Power consumption on Idle for these top tier phenom II X4 chips is amazing considering they're a couple generations behind intel, it's only 2 watts more than the core i5 2500!  Load power is a bit dissappointing, but you can undervolt these chips quite a bit from stock and save considerable amounts of wattage.

Like you said it's crazy to buy these chips now for brand new systems, but as an upgrade later on (which I plan to upgrade from my athlon II X2 250, eventually) these chips still have a lot of life left in them.


----------



## trt740 (Jun 15, 2011)

Pijoto said:


> Power consumption on Idle for these top tier phenom II X4 chips is amazing considering they're a couple generations behind intel, it's only 2 watts more than the core i5 2500!  Load power is a bit dissappointing, but you can undervolt these chips quite a bit from stock and save considerable amounts of wattage.
> 
> Like you said it's crazy to buy these chips now for brand new systems, but as an upgrade later on (which I plan to upgrade from my athlon II X2 250, eventually) these chips still have a lot of life left in them.
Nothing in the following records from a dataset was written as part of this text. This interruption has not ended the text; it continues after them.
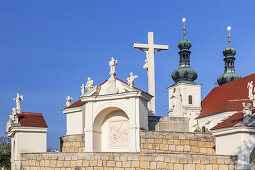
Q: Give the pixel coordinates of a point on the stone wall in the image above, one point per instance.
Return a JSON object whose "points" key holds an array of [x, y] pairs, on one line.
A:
{"points": [[127, 161], [172, 142], [72, 143], [173, 124]]}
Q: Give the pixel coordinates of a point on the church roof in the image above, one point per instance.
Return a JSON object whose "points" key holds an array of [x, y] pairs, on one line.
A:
{"points": [[227, 97], [230, 122], [29, 119]]}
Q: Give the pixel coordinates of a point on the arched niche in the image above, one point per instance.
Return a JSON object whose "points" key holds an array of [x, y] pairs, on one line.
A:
{"points": [[111, 130]]}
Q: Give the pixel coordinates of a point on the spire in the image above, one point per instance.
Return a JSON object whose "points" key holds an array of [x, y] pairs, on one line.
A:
{"points": [[229, 59], [184, 72]]}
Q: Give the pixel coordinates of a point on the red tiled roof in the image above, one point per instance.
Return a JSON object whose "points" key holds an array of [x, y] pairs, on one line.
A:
{"points": [[78, 103], [227, 97], [230, 122], [29, 119]]}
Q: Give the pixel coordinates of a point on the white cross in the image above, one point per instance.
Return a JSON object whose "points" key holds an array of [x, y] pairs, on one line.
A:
{"points": [[150, 49]]}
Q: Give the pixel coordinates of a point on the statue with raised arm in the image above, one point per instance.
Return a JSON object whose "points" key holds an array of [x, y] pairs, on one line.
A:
{"points": [[89, 84], [18, 99], [131, 79], [82, 90], [68, 101], [177, 102], [112, 65]]}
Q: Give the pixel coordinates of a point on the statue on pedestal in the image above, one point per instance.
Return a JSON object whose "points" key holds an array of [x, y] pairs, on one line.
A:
{"points": [[131, 79], [69, 100], [18, 106], [89, 84]]}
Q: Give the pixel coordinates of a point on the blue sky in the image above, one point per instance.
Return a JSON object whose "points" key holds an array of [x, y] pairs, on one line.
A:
{"points": [[49, 48]]}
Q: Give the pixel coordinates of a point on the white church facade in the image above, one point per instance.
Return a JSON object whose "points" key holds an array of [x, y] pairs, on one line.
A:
{"points": [[117, 125]]}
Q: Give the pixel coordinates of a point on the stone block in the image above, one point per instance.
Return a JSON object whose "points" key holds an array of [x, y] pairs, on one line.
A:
{"points": [[178, 166], [208, 167], [189, 167], [126, 164], [153, 165], [200, 167], [135, 164], [110, 163], [144, 164], [161, 165]]}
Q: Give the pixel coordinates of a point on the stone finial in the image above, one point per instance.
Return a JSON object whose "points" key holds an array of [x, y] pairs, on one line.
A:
{"points": [[18, 105], [131, 79], [68, 101], [250, 87], [82, 90], [112, 65], [89, 84]]}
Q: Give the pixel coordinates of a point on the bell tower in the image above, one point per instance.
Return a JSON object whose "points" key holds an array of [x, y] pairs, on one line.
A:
{"points": [[189, 104]]}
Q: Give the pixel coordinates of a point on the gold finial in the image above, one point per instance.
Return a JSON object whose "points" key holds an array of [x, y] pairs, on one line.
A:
{"points": [[184, 28], [229, 36]]}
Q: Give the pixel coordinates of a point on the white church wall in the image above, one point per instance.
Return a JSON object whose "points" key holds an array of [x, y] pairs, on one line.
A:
{"points": [[212, 120], [191, 110], [74, 123], [101, 107], [75, 120], [26, 140]]}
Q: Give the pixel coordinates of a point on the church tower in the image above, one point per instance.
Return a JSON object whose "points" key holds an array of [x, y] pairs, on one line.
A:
{"points": [[229, 72], [185, 94]]}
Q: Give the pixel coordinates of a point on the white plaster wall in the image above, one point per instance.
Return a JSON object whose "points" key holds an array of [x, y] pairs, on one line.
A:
{"points": [[28, 142], [74, 123], [189, 110], [115, 116], [236, 141], [132, 106], [187, 89]]}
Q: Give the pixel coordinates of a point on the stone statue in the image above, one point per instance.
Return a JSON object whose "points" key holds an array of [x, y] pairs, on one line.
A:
{"points": [[82, 90], [68, 101], [14, 111], [112, 65], [177, 102], [250, 87], [18, 99], [131, 79], [89, 84]]}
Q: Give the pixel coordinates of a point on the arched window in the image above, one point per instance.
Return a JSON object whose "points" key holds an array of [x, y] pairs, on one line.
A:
{"points": [[190, 99]]}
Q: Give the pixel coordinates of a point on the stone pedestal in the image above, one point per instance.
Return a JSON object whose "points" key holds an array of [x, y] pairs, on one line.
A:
{"points": [[176, 124]]}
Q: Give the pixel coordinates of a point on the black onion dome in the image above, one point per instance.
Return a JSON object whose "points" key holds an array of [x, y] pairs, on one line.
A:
{"points": [[184, 44]]}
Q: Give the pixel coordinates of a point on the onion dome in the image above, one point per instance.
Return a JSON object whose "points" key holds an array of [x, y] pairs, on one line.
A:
{"points": [[184, 44], [184, 72], [229, 72]]}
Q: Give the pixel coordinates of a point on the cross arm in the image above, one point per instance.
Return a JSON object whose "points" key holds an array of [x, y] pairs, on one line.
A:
{"points": [[160, 47], [142, 46]]}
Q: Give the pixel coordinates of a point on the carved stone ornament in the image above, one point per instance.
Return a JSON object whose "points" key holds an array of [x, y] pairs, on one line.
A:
{"points": [[131, 79], [119, 134]]}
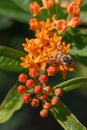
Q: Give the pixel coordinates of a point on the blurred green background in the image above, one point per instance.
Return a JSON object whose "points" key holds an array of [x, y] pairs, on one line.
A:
{"points": [[14, 29]]}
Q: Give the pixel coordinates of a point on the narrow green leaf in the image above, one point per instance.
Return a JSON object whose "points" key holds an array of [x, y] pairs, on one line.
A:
{"points": [[73, 84], [66, 119], [11, 104], [23, 4], [10, 9], [10, 59]]}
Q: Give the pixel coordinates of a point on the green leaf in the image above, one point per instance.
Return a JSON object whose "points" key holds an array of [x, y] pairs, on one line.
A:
{"points": [[23, 4], [10, 59], [10, 9], [11, 104], [73, 84], [66, 119]]}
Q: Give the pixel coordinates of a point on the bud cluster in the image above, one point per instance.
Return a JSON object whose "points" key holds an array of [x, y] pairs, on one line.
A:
{"points": [[34, 90]]}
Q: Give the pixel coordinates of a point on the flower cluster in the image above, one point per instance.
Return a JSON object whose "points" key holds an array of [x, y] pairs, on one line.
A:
{"points": [[47, 53], [34, 91]]}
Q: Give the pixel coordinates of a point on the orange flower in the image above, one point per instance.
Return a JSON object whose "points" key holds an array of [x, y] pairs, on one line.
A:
{"points": [[74, 22], [73, 9], [42, 47], [34, 8], [61, 25], [47, 4], [33, 23]]}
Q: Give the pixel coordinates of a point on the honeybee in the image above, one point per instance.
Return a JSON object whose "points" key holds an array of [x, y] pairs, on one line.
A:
{"points": [[61, 59]]}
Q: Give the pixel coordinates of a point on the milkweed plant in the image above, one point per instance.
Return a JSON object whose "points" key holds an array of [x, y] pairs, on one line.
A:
{"points": [[48, 54]]}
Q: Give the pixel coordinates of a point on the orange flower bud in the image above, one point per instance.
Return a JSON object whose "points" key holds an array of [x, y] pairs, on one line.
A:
{"points": [[30, 83], [73, 9], [47, 105], [55, 101], [79, 1], [48, 3], [34, 102], [51, 70], [21, 89], [26, 98], [33, 24], [74, 22], [38, 89], [61, 25], [33, 72], [44, 113], [22, 77], [43, 78], [34, 8], [44, 97], [48, 89], [58, 91]]}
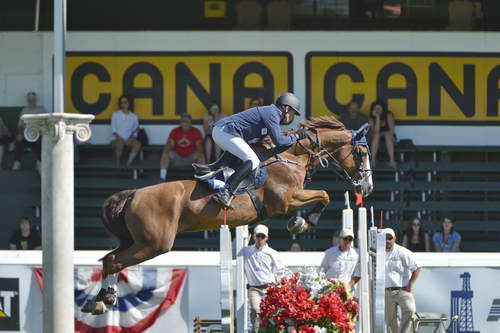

I agree as a upgrade for existing AMD sytems they make sense, but not as a new system build.


----------



## Chef_uk (Jul 30, 2011)

*Current System*
*Mobo*: M2N-SLI DELUXE (BIOS Flashed)
*CPU*: AMD Athlon 64 X2 3.2Ghz Dual Core
*Mem*: 2GB DDR2
*GPU*: NVIDIA GeForce 8800 GTX
*PSU*: Corsair HX620

Hi guys, first post here but have read the reviews over the years 

I'm thinking of buying one of these to upgrade my old BF2 rig so it can play BF3. I'm thinking of coupling it with either an MSI ATI Radeon HD 6870 OR Asus GeForce GTX 560. My Budget is £300 so think i'm limited with what i can upgrade to gain maximum performance for BF3 without the need of a smaller upgrade down the line. Any thoughts?


----------